District No. 28, the state recognized area that the No. 28 school served, became the main district for Yorklyn children. Before the Auburn/Yorklyn Schoolhouse was built in 1869, students either relied on the Hockessin Schoolhouse (Public School No. 29), or the No. 28 School. As outlined on the 1849 Rea & Price Map of New Castle County, children who lived around the future Marshall paper mill area had to attend the Hockessin School, which was at the time across from the nearby Hockessin Meeting House. However, nearly every other area in Yorklyn, including the Garrett Snuff Mills, were under District No. 28. As a result, most children seeking public education in Yorklyn during the early 1800s would find themselves attending School No. 28.

In an era when most children walked to school, the mile distance between downtown Yorklyn and the schoolhouse may have been difficult at times. However, the Red Clay Creek proved to be a natural boundary that isolated the community from the Hockessin area, restricting children from education opportunities elsewhere. But following the construction of Yorklyn Road and the Yorklyn Covered Bridge in 1863, the Garrett Snuff Mills were no longer as isolated. And, along with the idea of increasing the accessibility of community resources to Yorklyn, in September of 1868, the Delaware Legislature approved the creation of Auburn District No. 91. In about a year’s time, Yorklyn’s own Public School No. 91 began serving the community.

But what about Schoolhouse No. 28? Thankfully for the Ebenezer Literary Society (the organization maintaining the schoolhouse at the time), what was left in District No. 28 still included the Garrett Snuff Mill population. District No. 91’s creation, in theory, would have little impact on Schoolhouse No. 28. But the appealing new schoolhouse in Yorklyn, as well as a declining congregation at the Ebenezer Baptist Church, would ultimately bring the fall of the original schoolhouse. After the election of Willis Passmore to the role of District No. 28 Superintendent in 1870, the decision was made to build a new schoolhouse in a place more accessible to the growing populations around the rural Ashland population. This final location would be along the old Ashland Road, south of its intersection with Center Mill Road, and would be called the new Clinton School.

How exactly the name “Clinton” was decided remains lost, but was likely the name of an early teacher, or possibly a minister at the Church (they may have even been the same person in that case). But because no property owner in the area was named “Clinton”, the moniker remains of uncertain origins. Nevertheless, the “Clinton” hallmark caught on quite fast, with District No. 28 becoming known as the “Clinton District”, and at some point, the adoption of the name Ashland-Clinton School Road for the road the schoolhouse lay upon. So, whoever this “Clinton” was, they surely left an impact on the area, even if they may have never even been a local resident!

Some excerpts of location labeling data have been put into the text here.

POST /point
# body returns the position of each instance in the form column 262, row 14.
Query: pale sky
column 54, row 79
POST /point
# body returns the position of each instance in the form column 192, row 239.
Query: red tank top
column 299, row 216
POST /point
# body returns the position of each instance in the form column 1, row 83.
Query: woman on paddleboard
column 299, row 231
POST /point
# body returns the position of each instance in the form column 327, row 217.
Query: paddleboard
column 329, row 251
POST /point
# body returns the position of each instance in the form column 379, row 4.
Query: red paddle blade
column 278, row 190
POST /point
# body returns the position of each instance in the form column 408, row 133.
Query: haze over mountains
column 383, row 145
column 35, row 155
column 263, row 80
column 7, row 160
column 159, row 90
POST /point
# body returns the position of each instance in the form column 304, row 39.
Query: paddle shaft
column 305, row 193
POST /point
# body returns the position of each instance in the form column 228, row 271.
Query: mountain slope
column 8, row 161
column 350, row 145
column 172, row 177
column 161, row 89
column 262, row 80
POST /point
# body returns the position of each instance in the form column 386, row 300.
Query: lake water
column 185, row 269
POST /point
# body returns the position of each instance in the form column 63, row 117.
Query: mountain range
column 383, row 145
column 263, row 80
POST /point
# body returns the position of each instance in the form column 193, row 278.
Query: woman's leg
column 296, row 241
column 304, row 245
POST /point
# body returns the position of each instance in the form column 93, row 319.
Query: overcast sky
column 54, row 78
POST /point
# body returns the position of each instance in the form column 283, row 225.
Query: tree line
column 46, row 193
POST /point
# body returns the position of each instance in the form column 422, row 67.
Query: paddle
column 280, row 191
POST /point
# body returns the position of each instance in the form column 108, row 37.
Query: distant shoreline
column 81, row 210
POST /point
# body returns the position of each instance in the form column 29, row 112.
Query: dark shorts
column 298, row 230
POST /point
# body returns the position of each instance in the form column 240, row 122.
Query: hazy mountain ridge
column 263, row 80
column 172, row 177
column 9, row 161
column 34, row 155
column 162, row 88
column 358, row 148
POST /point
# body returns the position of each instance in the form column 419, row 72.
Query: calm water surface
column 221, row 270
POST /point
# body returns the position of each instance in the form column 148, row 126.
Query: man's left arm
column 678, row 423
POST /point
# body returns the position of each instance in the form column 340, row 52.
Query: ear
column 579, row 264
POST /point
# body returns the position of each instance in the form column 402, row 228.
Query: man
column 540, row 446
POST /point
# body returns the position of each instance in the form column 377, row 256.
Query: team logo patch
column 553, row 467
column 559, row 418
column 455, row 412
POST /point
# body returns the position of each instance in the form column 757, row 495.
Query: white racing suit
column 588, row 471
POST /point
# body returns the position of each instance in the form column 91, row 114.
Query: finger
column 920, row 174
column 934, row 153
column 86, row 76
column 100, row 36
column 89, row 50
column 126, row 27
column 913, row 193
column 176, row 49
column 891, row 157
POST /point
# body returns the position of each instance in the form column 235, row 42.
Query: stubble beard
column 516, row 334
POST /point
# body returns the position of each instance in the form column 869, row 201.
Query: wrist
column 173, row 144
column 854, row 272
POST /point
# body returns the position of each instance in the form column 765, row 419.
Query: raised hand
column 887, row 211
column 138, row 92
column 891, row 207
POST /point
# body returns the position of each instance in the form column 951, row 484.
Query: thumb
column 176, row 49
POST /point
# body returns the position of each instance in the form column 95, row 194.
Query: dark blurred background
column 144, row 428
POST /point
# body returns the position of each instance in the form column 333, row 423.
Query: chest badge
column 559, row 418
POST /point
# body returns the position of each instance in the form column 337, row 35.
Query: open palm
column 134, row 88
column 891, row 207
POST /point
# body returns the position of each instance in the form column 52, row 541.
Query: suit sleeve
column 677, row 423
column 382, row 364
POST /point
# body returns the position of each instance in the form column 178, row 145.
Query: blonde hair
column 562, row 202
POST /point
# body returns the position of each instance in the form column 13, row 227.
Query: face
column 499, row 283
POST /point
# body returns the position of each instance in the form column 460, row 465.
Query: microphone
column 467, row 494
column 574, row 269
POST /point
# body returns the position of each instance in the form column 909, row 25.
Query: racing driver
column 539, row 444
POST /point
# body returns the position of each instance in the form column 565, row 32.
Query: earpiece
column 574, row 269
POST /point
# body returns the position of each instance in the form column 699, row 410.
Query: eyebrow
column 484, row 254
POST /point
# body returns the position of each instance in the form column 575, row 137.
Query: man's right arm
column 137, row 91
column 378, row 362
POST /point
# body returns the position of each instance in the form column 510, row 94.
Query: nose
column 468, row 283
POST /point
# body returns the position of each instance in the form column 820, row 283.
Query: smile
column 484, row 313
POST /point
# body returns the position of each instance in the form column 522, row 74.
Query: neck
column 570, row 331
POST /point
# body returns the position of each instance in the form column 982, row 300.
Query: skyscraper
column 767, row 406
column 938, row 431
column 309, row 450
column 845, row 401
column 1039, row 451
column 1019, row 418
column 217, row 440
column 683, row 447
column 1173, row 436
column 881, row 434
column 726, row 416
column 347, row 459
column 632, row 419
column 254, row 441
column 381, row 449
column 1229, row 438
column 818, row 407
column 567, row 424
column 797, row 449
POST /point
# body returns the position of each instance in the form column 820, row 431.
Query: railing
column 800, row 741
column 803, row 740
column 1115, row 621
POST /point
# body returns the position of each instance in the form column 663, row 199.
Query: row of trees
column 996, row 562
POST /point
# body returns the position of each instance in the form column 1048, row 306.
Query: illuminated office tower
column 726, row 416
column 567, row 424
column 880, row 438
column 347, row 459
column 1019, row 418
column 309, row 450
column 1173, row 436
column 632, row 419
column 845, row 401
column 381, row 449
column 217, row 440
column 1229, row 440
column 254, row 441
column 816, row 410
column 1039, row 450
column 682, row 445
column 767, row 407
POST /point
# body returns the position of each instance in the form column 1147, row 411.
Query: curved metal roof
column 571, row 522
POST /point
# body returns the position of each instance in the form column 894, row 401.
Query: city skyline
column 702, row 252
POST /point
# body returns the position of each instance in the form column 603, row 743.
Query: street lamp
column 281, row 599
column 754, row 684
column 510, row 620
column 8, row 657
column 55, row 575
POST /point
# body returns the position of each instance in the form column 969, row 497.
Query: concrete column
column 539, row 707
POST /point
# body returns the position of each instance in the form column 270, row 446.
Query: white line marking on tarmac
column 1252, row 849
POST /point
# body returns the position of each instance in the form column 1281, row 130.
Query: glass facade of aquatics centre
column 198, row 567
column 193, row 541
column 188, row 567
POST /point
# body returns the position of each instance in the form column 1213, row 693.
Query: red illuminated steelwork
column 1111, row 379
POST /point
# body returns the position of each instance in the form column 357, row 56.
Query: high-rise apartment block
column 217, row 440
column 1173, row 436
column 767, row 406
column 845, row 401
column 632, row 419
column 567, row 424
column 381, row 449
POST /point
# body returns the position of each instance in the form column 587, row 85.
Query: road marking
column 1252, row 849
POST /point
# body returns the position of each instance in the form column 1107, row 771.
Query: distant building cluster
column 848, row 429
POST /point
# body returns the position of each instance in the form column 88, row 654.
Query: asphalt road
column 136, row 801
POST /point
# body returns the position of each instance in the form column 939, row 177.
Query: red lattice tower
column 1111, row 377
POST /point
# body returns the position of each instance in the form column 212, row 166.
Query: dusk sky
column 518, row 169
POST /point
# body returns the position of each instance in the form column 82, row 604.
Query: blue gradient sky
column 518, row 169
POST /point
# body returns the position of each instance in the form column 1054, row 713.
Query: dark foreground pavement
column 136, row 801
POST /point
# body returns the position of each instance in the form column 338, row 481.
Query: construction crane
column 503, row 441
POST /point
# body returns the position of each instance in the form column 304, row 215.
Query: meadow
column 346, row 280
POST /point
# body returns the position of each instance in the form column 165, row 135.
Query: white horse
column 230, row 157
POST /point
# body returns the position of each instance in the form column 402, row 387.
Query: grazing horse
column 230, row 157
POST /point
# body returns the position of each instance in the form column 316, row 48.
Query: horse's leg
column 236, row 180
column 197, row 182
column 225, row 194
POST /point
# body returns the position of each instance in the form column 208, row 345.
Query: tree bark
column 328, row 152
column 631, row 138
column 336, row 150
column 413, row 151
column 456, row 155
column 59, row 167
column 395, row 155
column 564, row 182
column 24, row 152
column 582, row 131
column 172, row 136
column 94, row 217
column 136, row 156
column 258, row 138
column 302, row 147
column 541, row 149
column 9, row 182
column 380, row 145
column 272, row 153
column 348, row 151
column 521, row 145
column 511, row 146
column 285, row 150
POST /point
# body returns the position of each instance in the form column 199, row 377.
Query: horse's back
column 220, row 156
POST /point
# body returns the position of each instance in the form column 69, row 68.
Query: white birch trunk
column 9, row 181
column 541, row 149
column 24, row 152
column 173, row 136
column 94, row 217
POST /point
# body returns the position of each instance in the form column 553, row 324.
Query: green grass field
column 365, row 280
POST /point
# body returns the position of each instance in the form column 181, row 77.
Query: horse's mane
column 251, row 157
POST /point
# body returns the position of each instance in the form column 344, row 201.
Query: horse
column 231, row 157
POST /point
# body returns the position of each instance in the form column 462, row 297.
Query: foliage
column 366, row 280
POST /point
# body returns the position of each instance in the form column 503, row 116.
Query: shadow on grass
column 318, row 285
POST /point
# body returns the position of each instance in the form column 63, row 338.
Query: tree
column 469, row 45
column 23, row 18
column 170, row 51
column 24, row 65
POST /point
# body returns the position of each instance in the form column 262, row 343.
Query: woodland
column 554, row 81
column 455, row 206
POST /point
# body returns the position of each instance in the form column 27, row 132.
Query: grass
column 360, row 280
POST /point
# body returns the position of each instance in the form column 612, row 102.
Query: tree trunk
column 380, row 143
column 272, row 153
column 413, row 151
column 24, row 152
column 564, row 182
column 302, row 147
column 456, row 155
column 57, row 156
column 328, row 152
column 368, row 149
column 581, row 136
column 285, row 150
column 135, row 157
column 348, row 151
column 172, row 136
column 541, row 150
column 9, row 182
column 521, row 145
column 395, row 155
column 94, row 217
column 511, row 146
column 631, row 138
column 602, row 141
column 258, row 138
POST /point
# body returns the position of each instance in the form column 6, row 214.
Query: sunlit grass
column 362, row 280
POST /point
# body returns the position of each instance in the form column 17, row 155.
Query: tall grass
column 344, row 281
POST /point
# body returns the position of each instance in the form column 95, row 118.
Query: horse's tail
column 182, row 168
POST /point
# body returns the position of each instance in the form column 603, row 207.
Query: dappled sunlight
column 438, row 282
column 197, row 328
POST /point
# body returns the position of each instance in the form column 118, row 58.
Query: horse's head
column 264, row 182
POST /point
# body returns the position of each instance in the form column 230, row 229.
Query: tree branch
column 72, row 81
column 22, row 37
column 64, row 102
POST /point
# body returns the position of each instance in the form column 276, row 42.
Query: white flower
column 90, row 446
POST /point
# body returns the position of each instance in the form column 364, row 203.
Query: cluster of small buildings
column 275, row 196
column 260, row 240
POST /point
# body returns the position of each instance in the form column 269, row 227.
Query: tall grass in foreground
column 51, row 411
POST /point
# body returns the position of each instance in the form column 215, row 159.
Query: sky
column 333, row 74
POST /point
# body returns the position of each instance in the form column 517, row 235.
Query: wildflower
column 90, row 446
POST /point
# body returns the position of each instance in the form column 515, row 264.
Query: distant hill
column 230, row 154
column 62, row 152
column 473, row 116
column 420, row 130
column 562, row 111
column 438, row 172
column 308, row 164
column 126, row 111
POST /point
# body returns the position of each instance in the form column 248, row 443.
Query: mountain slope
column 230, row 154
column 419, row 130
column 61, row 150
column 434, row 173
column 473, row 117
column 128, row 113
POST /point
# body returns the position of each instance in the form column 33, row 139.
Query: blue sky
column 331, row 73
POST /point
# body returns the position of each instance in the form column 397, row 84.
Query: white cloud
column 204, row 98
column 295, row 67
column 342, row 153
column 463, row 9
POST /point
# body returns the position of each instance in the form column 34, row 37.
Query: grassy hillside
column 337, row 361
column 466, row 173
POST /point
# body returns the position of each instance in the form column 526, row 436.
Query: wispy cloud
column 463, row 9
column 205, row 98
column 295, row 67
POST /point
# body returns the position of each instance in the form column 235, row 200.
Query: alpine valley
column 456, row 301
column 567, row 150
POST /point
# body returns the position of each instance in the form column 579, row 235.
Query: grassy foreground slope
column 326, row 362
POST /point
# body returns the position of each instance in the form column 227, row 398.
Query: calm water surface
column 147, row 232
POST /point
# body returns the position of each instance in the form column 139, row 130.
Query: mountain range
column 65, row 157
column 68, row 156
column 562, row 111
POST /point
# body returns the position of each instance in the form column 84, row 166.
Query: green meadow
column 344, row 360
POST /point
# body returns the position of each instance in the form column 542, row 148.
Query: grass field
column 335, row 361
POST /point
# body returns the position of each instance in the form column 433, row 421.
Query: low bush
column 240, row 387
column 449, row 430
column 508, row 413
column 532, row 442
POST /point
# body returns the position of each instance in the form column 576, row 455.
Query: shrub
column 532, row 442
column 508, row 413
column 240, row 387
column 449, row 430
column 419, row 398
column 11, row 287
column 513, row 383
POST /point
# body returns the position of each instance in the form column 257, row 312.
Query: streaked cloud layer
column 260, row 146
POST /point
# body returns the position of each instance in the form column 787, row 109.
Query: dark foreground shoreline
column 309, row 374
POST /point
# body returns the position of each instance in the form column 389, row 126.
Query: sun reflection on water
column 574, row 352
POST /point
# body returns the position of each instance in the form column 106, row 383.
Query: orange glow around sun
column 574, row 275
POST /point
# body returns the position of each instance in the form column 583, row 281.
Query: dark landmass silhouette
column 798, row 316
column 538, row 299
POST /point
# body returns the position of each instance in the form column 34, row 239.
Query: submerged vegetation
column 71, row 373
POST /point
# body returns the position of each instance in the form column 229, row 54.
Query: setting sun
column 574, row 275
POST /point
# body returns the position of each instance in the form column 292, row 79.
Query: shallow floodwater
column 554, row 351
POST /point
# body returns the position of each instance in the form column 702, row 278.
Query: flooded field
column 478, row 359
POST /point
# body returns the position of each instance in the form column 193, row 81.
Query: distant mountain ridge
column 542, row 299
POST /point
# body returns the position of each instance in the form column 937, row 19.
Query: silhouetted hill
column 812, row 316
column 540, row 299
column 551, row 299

As milling operations in the district slowly ceased by 1900, the school began to cater to the children of area farmers instead of the children of millworkers. Along with the No. 26 Mount Airy Public School in Centreville, which the school maintained a close relationship with, it remained one of the northernmost rural schools in Delaware. It seems notable that, in many contemporary accounts, people like superintendent Passmore maintained a high standard of education for the school regardless of the changing demographic shift towards Centreville and Yorklyn. Finally, when word came that a new, modern school was to be built in Yorklyn in 1932, it came time for the Clinton School to close its doors. On August 7th, 1931, District No. 28 was officially absorbed by District No. 91, with all students going to the old Yorklyn School until the beginning of the 1932 school years, when the new Yorklyn School hosted all students in modern facilities. School District No. 91 would remain a functioning district until April 6th, 1962, when parents voted to join the Alexis I. DuPont Special School District and convert the Yorklyn facility into an elementary school.

With the original schoolhouse in ruins, and the second Clinton School a private residence (pictured in 2023, below), it’s hard to tell exactly what gave the Ashland-Clinton School Road its name. But with a watchful eye, the evidence will produce itself!